Ajomale provided his name, date of birth, address, and SSN into a blank form on Quicken’s webpage. (Doc. 84 at 4). On that webpage, Quicken also provided an identical form for information on the prospective borrower’s spouse. (Id. at 5). Mr. Ajomale provided Plaintiff’s information in that form. Mr. Ajomale then ticked a box affirming that he had Plaintiff’s consent to provide her information and for Quicken to begin its process. Plaintiff had no knowledge of Mr. Ajomale’s activity at the time. (Id. at 6). After Quicken received Mr. Ajomale’s and Plaintiff’s credit scores, Mr. Ajomale was put in touch with Jon Bethcer, a mortgage banker. (Doc. 84 at 7). Mr. Ajomale and Mr. Betcher spoke through a two-way internet chat made available through Quicken’s website. (Id.). During their

conversation, Mr. Betcher informed Mr. Ajomale that, “Uzezi[’s] credit is under 620, it is in the low 500s. Only chance we have is to have mortgage in your name and keep you both on title,” to which Mr. Ajomale responded, “That’s fine.” (Doc. 84-6 at 4). Mr. Betcher then initiated Mr. Ajomale’s loan application.
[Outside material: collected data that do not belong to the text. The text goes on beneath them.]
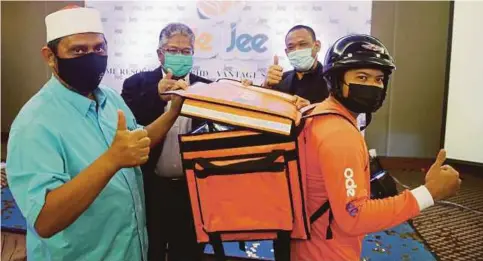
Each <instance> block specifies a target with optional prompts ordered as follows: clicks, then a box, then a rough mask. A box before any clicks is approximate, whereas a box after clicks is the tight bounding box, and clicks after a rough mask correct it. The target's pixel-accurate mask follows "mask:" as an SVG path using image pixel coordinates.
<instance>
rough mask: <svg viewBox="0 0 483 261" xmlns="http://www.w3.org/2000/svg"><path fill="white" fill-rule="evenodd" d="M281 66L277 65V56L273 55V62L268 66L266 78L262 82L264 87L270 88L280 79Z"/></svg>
mask: <svg viewBox="0 0 483 261" xmlns="http://www.w3.org/2000/svg"><path fill="white" fill-rule="evenodd" d="M282 75H283V68H282V67H281V66H279V65H278V56H276V55H275V56H274V57H273V64H272V65H271V66H270V67H269V68H268V72H267V78H266V79H265V83H264V84H263V85H264V87H266V88H272V87H273V86H275V85H277V84H279V83H280V82H281V81H282Z"/></svg>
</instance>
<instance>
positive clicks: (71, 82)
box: [57, 53, 107, 95]
mask: <svg viewBox="0 0 483 261" xmlns="http://www.w3.org/2000/svg"><path fill="white" fill-rule="evenodd" d="M57 68H58V74H59V77H60V78H61V79H62V80H63V81H64V82H66V83H67V84H68V85H69V86H70V87H72V88H73V89H75V90H76V91H77V92H79V93H81V94H84V95H87V94H89V93H91V92H92V91H94V90H95V89H96V88H97V87H98V86H99V83H100V82H101V80H102V77H103V76H104V73H105V71H106V68H107V56H103V55H98V54H95V53H90V54H86V55H83V56H80V57H76V58H70V59H65V58H59V57H57Z"/></svg>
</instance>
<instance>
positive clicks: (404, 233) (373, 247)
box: [205, 223, 436, 261]
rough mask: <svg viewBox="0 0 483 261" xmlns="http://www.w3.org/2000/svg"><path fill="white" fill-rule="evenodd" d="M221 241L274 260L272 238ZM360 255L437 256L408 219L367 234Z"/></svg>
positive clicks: (363, 257) (378, 256) (239, 249)
mask: <svg viewBox="0 0 483 261" xmlns="http://www.w3.org/2000/svg"><path fill="white" fill-rule="evenodd" d="M223 245H224V248H225V253H226V255H227V256H232V257H245V258H254V259H260V260H274V259H273V248H272V242H271V241H260V242H247V247H246V251H245V252H243V251H241V250H240V249H239V246H238V243H231V242H230V243H223ZM205 253H209V254H212V253H213V248H212V247H211V246H210V245H208V246H207V247H206V249H205ZM361 259H362V260H367V261H369V260H370V261H383V260H384V261H394V260H403V261H409V260H418V261H419V260H424V261H433V260H436V259H435V258H434V257H433V255H432V254H431V252H430V251H429V250H428V249H427V248H426V246H425V245H424V243H423V242H422V240H421V239H420V238H419V237H418V236H417V234H416V232H415V231H414V229H413V228H412V227H411V226H410V225H409V224H408V223H404V224H401V225H399V226H396V227H394V228H392V229H389V230H386V231H383V232H378V233H373V234H369V235H367V236H366V238H365V239H364V242H363V246H362V257H361Z"/></svg>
Plaintiff learned that her husband provided her information to Quicken shortly after he did so. (Doc. 84 at 14). On March 13, 2017, Plaintiff reached out to Mr. Betcher to request a

copy of any documents sent to her husband regarding the application. (Doc. 84-10 at 1). On March 14, 2017, Plaintiff sent Mr. Betcher another email, asking how the refinancing process could affect her ownership interest in her home. (Id. at 5). On March 19, 2017, Plaintiff told Mr. Betcher she would “not be participating [in the refinancing process]” and cancelled the application. (Doc. 84-1 at 10 – 11). During that conversation, Plaintiff indicated she was upset

that her husband did not “include” her when he initiated the process. (Id.). On April 14, 2017, Plaintiff again contacted Quicken, but asked if the refinancing process could be “extended.” (Doc. 84-1 at 15). Plaintiff’s Complaint alleges that Defendant’s failure to provide a CSD was a negligent or willful violation of the FCRA. At her deposition, though, Plaintiff failed to identify any document, testimony, or other evidence to support these allegations. Regarding willfulness, Plaintiff

testified: Q: Okay. Are you aware of any documents that show that Quicken Loans acted willfully? … A: Not sure. Q: Are you aware of any testimony that Quicken Loans acted willfully? ... A: I'm not sure. Q: Or any evidence at all that Quicken Loans acted willfully? ... A: Not sure. Q: So, when you say you're not sure, you can't tell me about any as you sit here today, correct? ... A: Not sure. Q: Do you know of any? A: I'm not sure.

(Doc. 79-3 at 45 – 46). Plaintiff likewise failed to provide any evidence of negligence: Q: Do you have any evidence that Quicken Loans acted negligently? ... A: Not sure.